The bit about future plans reminds me of a Plypmton book where he mentions a point in his life where he made some general (and ambituous) plans for his career (just found the intro, p17)
https://books.google.cl/books?id=u5Go1ZEY2cMC&pg=PA17&lpg=#v=onepage&q&f=false
As he points out, stuff didn't work out completely, but it's nice to see how it still pushed him in an overall good direction.

Keep it up! ;)

Oh man I've always wanted to do the "work somewhere else" thing but those co-op places are pretty expensive around here so I never bothered. :p Then at some point someone on twitter pointed out that you can literally just bring a laptop to the library and it's the same thing, which I would really like to try but libraries are still half-closed where I live - you can get books but then you gotta get out. I've tried to do weird thingies to trick my brain into thinking I'm working somewhere else, like working in a space in my apartment specially designated for working, or taking a walk around the block every day before I start as if I'm "walking to work" but none of that has done the trick yet.

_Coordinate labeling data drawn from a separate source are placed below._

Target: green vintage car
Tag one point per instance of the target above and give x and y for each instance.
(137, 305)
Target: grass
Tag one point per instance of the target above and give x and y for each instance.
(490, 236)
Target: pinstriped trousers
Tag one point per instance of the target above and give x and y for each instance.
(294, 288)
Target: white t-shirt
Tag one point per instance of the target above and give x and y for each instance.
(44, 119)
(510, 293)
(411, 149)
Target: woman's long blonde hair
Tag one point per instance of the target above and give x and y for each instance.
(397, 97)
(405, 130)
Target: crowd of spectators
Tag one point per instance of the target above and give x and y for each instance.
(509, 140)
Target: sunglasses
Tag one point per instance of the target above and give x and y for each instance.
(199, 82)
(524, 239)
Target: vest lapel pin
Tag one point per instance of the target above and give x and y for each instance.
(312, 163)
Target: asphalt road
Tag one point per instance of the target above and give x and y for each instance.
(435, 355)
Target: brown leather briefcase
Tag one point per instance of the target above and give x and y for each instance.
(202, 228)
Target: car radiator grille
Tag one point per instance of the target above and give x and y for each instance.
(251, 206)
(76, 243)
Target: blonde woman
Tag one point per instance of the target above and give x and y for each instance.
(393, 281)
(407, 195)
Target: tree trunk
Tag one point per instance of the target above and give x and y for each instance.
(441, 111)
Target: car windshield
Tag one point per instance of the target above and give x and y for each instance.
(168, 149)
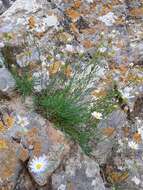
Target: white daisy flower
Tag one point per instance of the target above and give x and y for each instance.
(97, 115)
(133, 145)
(38, 165)
(22, 121)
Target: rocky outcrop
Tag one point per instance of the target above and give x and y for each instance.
(25, 137)
(115, 29)
(4, 5)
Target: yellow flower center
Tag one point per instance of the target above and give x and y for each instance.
(39, 166)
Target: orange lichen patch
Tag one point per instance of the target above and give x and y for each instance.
(137, 137)
(68, 71)
(3, 144)
(40, 34)
(117, 177)
(137, 12)
(108, 131)
(9, 121)
(32, 132)
(123, 69)
(74, 28)
(105, 9)
(77, 4)
(126, 131)
(89, 31)
(54, 68)
(32, 22)
(2, 128)
(37, 148)
(87, 44)
(74, 15)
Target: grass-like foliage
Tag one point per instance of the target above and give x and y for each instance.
(65, 113)
(24, 83)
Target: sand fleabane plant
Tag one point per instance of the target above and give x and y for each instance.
(38, 164)
(97, 115)
(133, 145)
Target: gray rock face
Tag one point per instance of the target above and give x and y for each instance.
(7, 83)
(81, 173)
(102, 151)
(5, 4)
(37, 141)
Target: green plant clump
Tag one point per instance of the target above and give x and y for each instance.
(65, 113)
(24, 84)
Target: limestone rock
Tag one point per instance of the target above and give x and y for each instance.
(81, 173)
(7, 82)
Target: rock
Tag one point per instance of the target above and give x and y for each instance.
(103, 149)
(9, 164)
(34, 138)
(7, 82)
(80, 173)
(23, 154)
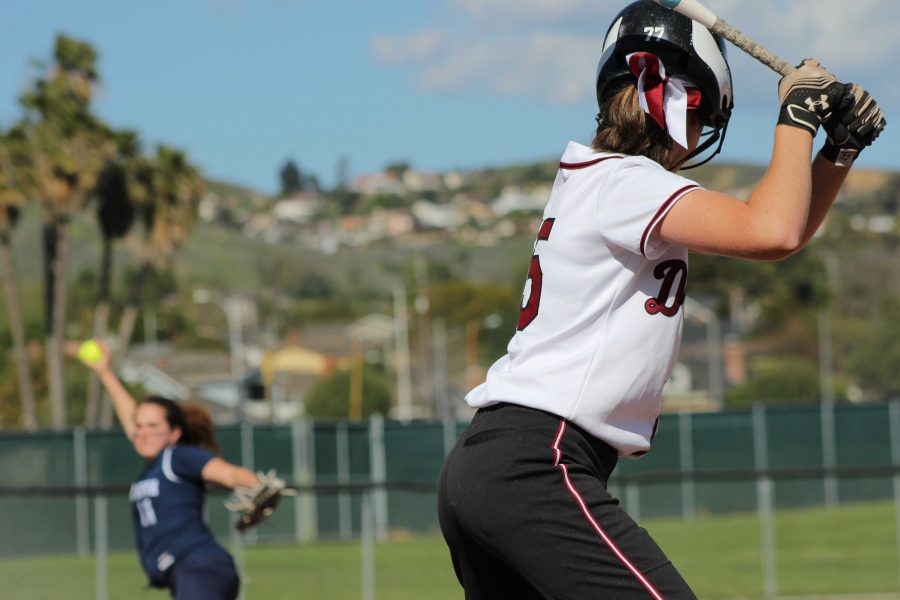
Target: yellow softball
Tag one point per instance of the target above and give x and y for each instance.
(90, 352)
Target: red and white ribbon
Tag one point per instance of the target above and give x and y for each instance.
(666, 99)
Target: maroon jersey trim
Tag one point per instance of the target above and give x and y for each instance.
(585, 165)
(661, 211)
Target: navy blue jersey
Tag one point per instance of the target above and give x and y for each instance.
(167, 510)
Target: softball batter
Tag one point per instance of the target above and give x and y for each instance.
(523, 498)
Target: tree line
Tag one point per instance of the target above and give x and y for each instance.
(61, 156)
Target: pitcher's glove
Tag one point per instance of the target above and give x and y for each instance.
(257, 503)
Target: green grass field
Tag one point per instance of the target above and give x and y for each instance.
(847, 551)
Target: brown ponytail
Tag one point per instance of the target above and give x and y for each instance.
(624, 127)
(194, 421)
(199, 430)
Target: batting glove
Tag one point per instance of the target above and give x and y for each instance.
(858, 120)
(808, 96)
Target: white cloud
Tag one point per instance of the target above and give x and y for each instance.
(547, 49)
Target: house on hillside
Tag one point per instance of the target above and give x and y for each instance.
(298, 208)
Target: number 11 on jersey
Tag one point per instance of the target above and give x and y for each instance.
(531, 295)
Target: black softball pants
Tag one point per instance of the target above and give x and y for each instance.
(523, 506)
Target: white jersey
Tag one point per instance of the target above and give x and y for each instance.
(600, 322)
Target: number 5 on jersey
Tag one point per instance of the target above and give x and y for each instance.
(531, 295)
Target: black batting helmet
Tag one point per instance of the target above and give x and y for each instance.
(685, 47)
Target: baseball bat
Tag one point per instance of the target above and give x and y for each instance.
(695, 10)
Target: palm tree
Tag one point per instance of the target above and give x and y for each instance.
(118, 183)
(69, 145)
(171, 190)
(13, 178)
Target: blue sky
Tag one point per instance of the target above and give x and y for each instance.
(441, 84)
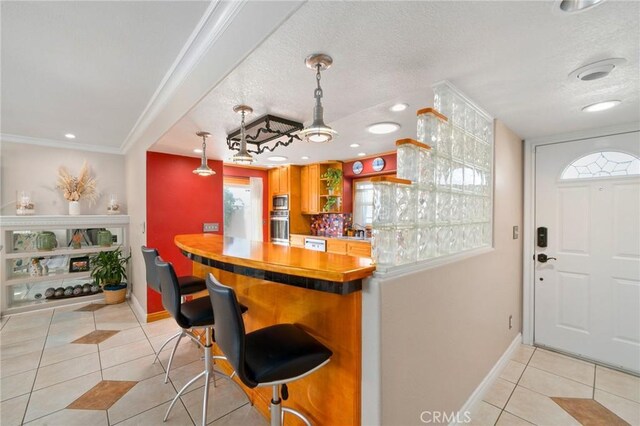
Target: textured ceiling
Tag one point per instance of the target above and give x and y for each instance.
(513, 58)
(85, 67)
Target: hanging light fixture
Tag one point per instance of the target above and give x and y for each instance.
(243, 157)
(204, 169)
(317, 131)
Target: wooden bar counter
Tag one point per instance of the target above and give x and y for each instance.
(316, 290)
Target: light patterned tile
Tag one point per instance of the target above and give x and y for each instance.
(561, 365)
(499, 392)
(124, 353)
(103, 395)
(508, 419)
(538, 409)
(523, 353)
(179, 417)
(56, 397)
(65, 353)
(482, 414)
(624, 408)
(145, 395)
(123, 337)
(138, 370)
(245, 416)
(22, 348)
(551, 385)
(66, 370)
(19, 364)
(12, 410)
(73, 418)
(512, 371)
(617, 383)
(95, 337)
(16, 385)
(222, 400)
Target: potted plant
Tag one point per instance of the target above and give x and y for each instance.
(333, 178)
(108, 269)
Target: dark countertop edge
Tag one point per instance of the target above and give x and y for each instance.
(335, 287)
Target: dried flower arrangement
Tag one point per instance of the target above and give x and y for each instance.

I have kept lists though, and that's very helpful! Something that really changed things for me was just deciding what I would do that day every day before breakfast (also, mandating you do stuff "before breakfast" is a really good trick for getting yourself to do something every day) - and as long as I'd made enough things for myself to do that day I would be generally productive throughout the day. BUT if the workload was too light I might procrastinate all day and do nothing, so you gotta pick a good number of things to do. THEN if you can get it all done and still have some daylight left, you can enjoy the rest of the day guilt free! My least favorite thing about working freelance is the looming feeling that "I should be working right now" and accomplishing all the stuff you set out to do that day sorta cures that, which allows you to watch tv sometimes and not feel like shit, which is nice to be able to do.

Hey, Em! It's been a decade. Hope you're well and your album is doing great! I'm on this crazy nostalgia trip before 2023 arrives. Glad you're living life with retrospect. I had a blast listening to your stuff. Funnily enough I also became a musician and matured into becoming a cinematographer.

Hit me up on my instagram if you use any of the social media things. Let's chat and catch up!
instagram.com/nikitavoitov_

Hoooly shit I feel like just two weeks ago I was wondering what became of you. Glad to see you're still doing sick art stuff!